10308 A French Louis XIV marquetry centre table, the centre with birds and a vase of tulips, roses and carnations, resting on a shelf with scrolling branches, within a border of scrolling acanthus and flower heads, the frieze with a drawer and similarly decorated, standing on turned and twist legs, joined by a shaped H stretcher with further marquetry decoration, and on bun feet.
French, style of Thomas Hache, Grenoble
1690
Width: 41.75 ins (106 cms)
Height: 29.25 ins (74.5 cms)
Depth: 27.25 ins (69 cms) Sold
Description
The style of decoration of the top of this centre table shows the first phase of floral marquetry introduced under the reign of Louis XIV. Cabinetmakers from Germany and Holland, frequently Protestant, were attracted to Paris in the middle of the 17th century, bringing with them the new techniques of veneering and inlaying of the highest quality. The initial pictorial styles can be traced directly to flower paintings of Dutch masters, only later developing into finer, arabesque designs which became known as “Boulle” style after the great Parisian family workshop.
The Hache family are first noted in Calais, probably originally from Holland.

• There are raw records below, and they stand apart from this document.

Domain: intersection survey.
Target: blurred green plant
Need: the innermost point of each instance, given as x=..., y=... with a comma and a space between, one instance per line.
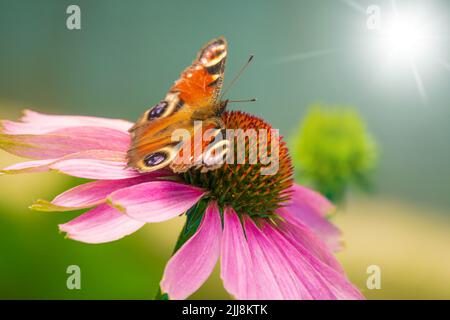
x=332, y=151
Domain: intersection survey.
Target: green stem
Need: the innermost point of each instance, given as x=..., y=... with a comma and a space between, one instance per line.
x=193, y=218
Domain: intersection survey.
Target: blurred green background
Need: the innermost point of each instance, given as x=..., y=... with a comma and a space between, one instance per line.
x=127, y=55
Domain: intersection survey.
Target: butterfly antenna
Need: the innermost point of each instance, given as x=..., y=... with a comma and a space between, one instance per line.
x=239, y=101
x=236, y=77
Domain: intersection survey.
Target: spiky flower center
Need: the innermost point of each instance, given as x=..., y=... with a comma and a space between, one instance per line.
x=241, y=184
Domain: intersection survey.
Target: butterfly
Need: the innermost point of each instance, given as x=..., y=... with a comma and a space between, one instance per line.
x=195, y=96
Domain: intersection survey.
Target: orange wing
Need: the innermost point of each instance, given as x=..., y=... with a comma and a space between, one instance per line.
x=193, y=97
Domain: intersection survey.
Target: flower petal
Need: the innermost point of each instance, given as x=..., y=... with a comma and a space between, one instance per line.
x=155, y=201
x=95, y=164
x=309, y=208
x=89, y=194
x=99, y=225
x=269, y=269
x=189, y=268
x=64, y=142
x=29, y=166
x=315, y=200
x=314, y=279
x=283, y=271
x=236, y=266
x=38, y=123
x=92, y=164
x=299, y=234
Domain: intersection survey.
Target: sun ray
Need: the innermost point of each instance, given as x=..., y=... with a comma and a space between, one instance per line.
x=307, y=55
x=444, y=63
x=354, y=5
x=419, y=81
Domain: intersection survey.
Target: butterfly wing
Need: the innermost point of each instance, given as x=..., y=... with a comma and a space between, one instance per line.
x=193, y=97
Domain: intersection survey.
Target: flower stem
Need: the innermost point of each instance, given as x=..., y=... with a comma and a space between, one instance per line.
x=193, y=218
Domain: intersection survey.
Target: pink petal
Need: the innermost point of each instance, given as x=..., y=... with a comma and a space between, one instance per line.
x=155, y=201
x=29, y=166
x=38, y=123
x=189, y=268
x=64, y=142
x=236, y=267
x=282, y=271
x=299, y=234
x=99, y=225
x=92, y=164
x=315, y=200
x=314, y=279
x=89, y=194
x=270, y=273
x=309, y=208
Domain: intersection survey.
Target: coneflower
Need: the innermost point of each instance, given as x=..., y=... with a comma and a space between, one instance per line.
x=271, y=235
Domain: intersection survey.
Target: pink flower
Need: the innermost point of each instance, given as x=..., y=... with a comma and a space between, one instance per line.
x=283, y=255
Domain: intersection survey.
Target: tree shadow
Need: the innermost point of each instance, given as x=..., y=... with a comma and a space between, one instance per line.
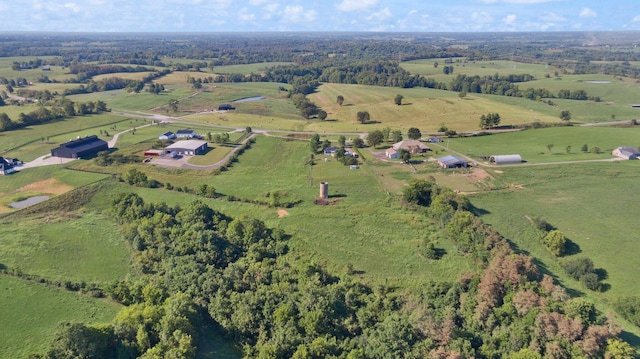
x=630, y=338
x=571, y=248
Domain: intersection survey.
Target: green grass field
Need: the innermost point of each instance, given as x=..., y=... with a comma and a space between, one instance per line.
x=31, y=312
x=532, y=144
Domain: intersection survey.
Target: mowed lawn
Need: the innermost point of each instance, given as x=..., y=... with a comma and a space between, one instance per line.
x=30, y=313
x=533, y=144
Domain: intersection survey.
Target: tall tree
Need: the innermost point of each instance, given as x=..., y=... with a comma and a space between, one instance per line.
x=414, y=133
x=374, y=138
x=363, y=116
x=398, y=99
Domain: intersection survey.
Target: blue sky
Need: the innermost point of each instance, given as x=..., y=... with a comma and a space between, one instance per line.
x=318, y=15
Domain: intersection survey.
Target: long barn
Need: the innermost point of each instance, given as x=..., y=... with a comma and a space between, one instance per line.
x=502, y=159
x=81, y=147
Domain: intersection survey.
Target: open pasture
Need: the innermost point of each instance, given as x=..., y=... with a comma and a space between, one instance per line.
x=31, y=312
x=426, y=109
x=588, y=202
x=532, y=144
x=39, y=181
x=80, y=248
x=257, y=68
x=471, y=68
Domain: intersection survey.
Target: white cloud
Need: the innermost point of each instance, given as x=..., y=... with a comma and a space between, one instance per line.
x=297, y=13
x=481, y=17
x=73, y=7
x=552, y=17
x=510, y=19
x=380, y=16
x=516, y=1
x=353, y=5
x=586, y=12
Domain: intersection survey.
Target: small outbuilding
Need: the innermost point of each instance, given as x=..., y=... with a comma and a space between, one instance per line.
x=186, y=133
x=187, y=148
x=330, y=151
x=502, y=159
x=81, y=147
x=451, y=162
x=167, y=136
x=226, y=107
x=413, y=146
x=626, y=152
x=6, y=167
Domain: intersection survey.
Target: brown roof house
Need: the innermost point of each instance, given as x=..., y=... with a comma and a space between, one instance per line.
x=413, y=146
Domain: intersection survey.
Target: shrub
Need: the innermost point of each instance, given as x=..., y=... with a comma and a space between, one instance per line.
x=590, y=281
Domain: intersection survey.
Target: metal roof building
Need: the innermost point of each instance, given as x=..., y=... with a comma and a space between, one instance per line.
x=189, y=147
x=451, y=162
x=501, y=159
x=81, y=147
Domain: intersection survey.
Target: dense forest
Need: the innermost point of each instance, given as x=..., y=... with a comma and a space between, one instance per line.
x=203, y=268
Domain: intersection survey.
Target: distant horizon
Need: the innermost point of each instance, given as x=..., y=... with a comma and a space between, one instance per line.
x=240, y=16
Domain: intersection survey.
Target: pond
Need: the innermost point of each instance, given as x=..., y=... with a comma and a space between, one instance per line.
x=28, y=202
x=257, y=98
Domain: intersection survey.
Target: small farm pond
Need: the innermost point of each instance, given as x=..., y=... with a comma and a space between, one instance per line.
x=257, y=98
x=28, y=202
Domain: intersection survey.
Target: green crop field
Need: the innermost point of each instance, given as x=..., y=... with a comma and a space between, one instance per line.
x=31, y=312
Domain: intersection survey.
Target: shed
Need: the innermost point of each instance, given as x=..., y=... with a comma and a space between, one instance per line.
x=81, y=147
x=186, y=133
x=188, y=147
x=501, y=159
x=167, y=136
x=413, y=146
x=330, y=151
x=153, y=152
x=626, y=152
x=5, y=167
x=451, y=162
x=226, y=107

Noel Hache (1630-1675) trained as a cabinetmaker, likely in the Paris workshop of a Dutch Protestant craftsman, ending his journeyman status in the city of Toulouse, being received as master in 1666. His son Thomas (1664-1747) trained in his family workshop following the death of his father and transferred to Paris, probably to the workshop of the great Pierre Gole, the masterful Dutchman who worked for the Crown. Though there is no record of this connection, the style and technique of Thomas’s work indicate an intimate knowledge of Gole’s known output. Close family and religious connections were a factor of achieving apprenticeships, and would make this route likely.
Thomas settled in Champery in 1689 and then Grenoble in 1693, from where he founded the most important cabinet making dynasty outside Paris.